Mesopotamian goddess

Ningikuga was a Mesopotamian goddess. Her name can be explained as nin-gi-kug-a(k), "lady of the pure reed".

A tradition according to which Ningikuga was a wife of Enki is known. In the Old Babylonian An = Anum forerunner she occurs in his circle after Damgalnuna, while in An = Anum itself she is outright equated with her. In the latter list she appears in line 178 of tablet II, before Ninti.
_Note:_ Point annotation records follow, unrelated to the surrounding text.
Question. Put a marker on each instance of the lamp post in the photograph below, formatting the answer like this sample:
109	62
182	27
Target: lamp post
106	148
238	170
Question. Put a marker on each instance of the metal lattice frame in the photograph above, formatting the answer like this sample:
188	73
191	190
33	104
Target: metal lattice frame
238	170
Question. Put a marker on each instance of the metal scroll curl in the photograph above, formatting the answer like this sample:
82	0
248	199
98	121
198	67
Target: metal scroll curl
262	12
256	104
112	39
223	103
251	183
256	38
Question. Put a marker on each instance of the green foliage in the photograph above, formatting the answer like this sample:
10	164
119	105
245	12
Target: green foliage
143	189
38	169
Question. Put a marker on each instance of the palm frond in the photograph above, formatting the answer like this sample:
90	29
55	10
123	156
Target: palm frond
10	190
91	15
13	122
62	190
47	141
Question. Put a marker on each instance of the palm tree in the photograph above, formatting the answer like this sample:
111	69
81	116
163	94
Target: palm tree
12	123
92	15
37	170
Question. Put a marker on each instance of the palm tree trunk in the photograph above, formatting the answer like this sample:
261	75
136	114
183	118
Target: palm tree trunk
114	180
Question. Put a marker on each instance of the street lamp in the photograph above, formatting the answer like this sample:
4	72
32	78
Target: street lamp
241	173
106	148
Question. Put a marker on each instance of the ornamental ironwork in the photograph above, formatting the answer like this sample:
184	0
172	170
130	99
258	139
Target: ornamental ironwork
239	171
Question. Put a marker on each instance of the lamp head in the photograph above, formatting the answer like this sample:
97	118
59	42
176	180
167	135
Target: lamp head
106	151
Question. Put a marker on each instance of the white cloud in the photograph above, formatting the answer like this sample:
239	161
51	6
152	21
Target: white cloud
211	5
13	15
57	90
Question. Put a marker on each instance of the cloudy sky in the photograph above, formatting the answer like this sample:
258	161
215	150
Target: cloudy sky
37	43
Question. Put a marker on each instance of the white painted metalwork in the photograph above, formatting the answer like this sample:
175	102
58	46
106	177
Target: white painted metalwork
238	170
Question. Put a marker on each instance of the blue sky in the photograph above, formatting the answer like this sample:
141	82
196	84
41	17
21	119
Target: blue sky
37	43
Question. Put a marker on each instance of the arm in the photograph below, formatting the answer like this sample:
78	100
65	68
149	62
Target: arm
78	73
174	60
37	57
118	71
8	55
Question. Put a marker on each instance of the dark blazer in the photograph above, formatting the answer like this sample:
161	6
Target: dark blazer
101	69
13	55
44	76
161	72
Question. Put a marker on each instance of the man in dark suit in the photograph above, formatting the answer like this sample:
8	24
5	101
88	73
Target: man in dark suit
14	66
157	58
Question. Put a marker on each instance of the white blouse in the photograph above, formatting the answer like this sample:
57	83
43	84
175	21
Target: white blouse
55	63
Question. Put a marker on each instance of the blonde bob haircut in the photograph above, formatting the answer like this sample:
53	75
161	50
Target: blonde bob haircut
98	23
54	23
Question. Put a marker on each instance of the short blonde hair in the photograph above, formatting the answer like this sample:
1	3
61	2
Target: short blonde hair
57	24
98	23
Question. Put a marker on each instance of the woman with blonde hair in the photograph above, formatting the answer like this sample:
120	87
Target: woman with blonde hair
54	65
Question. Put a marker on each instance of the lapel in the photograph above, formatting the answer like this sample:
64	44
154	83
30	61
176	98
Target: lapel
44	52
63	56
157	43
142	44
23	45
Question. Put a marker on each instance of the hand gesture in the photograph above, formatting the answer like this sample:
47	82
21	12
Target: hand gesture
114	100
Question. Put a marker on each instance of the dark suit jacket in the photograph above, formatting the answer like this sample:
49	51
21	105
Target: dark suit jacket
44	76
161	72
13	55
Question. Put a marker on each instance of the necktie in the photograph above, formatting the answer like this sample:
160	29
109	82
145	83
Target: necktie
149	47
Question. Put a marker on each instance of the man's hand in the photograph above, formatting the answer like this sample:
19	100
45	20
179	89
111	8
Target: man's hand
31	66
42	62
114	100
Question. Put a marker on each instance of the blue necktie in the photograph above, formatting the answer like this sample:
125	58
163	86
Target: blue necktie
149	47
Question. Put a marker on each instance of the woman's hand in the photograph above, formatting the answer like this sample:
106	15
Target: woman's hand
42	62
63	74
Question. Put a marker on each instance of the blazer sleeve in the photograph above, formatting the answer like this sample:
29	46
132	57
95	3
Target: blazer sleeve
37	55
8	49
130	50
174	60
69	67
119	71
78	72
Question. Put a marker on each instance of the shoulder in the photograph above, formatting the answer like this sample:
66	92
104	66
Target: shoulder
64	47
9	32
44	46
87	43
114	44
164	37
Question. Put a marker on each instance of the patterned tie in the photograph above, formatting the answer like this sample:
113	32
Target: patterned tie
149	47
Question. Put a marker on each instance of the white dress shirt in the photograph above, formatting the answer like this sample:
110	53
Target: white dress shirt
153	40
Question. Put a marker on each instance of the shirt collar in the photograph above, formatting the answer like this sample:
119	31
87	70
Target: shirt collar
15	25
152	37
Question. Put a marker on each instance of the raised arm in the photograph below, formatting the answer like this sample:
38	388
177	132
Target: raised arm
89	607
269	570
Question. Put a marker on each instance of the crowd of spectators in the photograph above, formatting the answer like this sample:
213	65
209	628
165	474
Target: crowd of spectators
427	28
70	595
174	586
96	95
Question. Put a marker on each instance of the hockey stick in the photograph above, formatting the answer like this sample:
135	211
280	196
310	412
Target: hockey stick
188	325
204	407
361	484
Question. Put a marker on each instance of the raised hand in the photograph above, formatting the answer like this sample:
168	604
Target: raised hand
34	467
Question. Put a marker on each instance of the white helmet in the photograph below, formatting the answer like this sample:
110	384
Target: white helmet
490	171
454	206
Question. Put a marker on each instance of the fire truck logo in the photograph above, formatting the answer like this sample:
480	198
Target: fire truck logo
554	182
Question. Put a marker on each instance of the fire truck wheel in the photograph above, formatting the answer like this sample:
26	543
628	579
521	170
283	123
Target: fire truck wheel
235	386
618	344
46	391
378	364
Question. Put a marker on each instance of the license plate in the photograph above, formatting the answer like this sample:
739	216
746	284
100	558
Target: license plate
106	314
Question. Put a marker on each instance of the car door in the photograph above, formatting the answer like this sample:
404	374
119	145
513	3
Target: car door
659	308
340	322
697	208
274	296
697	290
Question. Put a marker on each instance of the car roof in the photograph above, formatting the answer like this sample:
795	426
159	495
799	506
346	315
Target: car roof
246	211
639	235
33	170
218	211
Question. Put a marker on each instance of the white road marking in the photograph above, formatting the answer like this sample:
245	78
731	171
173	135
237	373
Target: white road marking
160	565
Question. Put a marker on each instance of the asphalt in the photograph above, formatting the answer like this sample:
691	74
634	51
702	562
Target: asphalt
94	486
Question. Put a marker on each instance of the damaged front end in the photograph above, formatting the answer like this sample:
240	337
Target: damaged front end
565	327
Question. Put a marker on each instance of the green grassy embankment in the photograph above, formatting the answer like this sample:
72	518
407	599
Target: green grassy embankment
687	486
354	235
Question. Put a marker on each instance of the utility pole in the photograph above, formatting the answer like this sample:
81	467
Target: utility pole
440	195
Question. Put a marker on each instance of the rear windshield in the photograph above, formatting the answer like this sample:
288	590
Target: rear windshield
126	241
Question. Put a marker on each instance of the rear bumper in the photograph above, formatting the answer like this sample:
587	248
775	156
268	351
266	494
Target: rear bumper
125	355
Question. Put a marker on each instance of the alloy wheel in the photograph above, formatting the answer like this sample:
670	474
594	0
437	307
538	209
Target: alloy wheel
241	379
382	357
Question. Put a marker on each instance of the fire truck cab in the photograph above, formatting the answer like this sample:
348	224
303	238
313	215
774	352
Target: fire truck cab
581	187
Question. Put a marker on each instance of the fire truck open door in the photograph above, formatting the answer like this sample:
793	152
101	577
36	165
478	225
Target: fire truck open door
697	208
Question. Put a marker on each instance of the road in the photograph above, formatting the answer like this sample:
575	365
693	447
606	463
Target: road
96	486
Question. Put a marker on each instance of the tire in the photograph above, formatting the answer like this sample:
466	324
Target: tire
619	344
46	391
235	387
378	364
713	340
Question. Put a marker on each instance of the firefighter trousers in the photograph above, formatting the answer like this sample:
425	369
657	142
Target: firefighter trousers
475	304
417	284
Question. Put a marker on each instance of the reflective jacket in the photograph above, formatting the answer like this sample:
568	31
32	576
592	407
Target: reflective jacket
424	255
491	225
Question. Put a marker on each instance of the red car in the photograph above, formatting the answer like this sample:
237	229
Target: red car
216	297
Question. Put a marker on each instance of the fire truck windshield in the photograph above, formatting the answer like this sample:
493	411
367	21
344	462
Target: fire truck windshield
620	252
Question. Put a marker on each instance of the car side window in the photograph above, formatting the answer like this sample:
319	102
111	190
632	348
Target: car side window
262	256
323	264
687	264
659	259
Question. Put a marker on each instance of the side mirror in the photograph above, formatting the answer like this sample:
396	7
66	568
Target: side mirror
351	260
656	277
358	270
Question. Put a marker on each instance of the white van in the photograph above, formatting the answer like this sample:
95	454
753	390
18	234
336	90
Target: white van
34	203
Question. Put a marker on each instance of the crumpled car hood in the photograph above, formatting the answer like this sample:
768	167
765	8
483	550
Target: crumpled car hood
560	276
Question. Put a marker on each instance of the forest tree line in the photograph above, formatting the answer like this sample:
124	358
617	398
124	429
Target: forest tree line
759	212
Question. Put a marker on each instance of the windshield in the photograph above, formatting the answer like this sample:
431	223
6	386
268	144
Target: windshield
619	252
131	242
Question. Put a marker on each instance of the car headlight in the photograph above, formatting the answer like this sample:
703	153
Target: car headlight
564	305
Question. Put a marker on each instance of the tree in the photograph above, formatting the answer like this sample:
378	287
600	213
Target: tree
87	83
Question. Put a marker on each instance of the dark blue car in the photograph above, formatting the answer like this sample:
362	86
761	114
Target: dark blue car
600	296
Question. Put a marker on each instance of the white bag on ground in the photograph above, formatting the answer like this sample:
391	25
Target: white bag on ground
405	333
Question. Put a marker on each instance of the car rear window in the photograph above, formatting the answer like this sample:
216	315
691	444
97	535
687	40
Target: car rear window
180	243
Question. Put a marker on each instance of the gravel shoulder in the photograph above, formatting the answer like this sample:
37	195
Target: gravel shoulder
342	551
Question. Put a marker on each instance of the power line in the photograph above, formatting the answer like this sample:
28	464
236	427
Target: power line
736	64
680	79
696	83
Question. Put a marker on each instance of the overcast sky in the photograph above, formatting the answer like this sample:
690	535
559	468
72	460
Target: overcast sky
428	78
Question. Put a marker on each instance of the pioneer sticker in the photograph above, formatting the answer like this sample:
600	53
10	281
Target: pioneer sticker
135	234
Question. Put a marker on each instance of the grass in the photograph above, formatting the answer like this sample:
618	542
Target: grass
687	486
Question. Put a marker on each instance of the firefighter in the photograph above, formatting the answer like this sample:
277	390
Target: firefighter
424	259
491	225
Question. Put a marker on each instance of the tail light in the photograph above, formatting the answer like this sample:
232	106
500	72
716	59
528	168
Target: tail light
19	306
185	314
In two sources, an Old Babylonian balbale composition and in a love song, Ningikuga is the name of Ningal's mother. By extension, she functioned as the grandmother of Inanna. While Thorkild Jacobsen assumed that the mother of Ningal and the spouse of Enki were the same goddess, Antoine Cavigneaux and Manfred Krebernik keep the two uses of the name separate. Jacobsen also argued that based on the meaning of Ningikuga's name it can be assumed that both she and her daughter were associated with reeds and marshes.

Line 28 of tablet III of An = Anum explains Ningikuga as a name of Ningal. A single hymn to Inanna also uses the name Ningikuga to refer to a manifestation of this goddess, and describes her as "the mistress of all, the pure one, who purifies the earth".